After all the fresh air has been consumed, the air becomes fouled. Fouled air provides disadvantage on all rolls immediately. The air will remain fouled for an amount of time consistent with the above calculation (which may change as people arrive/leave/die/are born).

After fouled air has been consumed, it becomes deadly, and is treated as a suffocation hazard (PHB183).

Air mixes proportionally when air envelopes overlap. Certain effects can increase or reduce this type of hazard.

Space

Gravity

Gravity is convenient, and seems to honor traditional views of up and down, with larger gravitating bodies providing the frames of reference. In wild space or the Flow, a ship's gravity is defined by a plane that runs through its barycenter. The bottom of a ship can be walked on just as easily as the top, that is, until a larger body changes the equation, completely reorienting gravity (possibly making people fall off the top of a ship).

Along the barycenter of the ship there is no gravity. Most races lay out their ships so sails and what not extend below the plane to make the contained space of the ship have the same gravitational orientation, but this isn't strictly required. An object thrown overboard will oscillate across the gravitational plane until it is no longer relevant.

Gravity is what holds the breathable air to the ship. Because gravity is directional, you tend to get an imperceptible but constant breeze from the top/bottom of the air envelope to the gravitational plane. Along the gravitational plane itself, there is no gravity, so there is a very slight movement of air away from the ship, resulting in a small circulation pattern. This circulation pattern pushes away objects away from the ship along the gravity plane, which can be exceedingly dangerous for those that fall overboard.

Phlogiston

This is not the space you are thinking of.

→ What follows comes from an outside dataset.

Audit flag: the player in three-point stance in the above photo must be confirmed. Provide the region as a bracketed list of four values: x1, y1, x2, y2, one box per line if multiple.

This is a multicolored, softly glowing, barely tangible fog between systems. It is highly explosive, and impedes items (like bags of holding) and spells (like conjurations/summoning) that reach across planar boundaries. These spells and items simply cease functioning.

The Flow has rivers that course through it between the spheres. Navigating these rivers allows you to visit other spheres. Maps, however are key.

Air quality in the Flow never becomes deadly. When this would happen, the ship effectively shuts down, with the crew falling into a torpor that lasts until they can be awakened. If this happens away from the main travel lanes, crews, and ships, may be lost forever in a state of suspended animation.

Wildspace

Is the airless void you think of when you consider “space.” Wildspace is enclosed by a Crystal Sphere, that keeps out the Phlogiston. The temperature varies from sphere to sphere, with some being hot and some being cold. It is usually very dark. A character in wildspace without a ship will run out of air in 20 minutes. After that, his or her personal air bubble will become fouled… then deadly.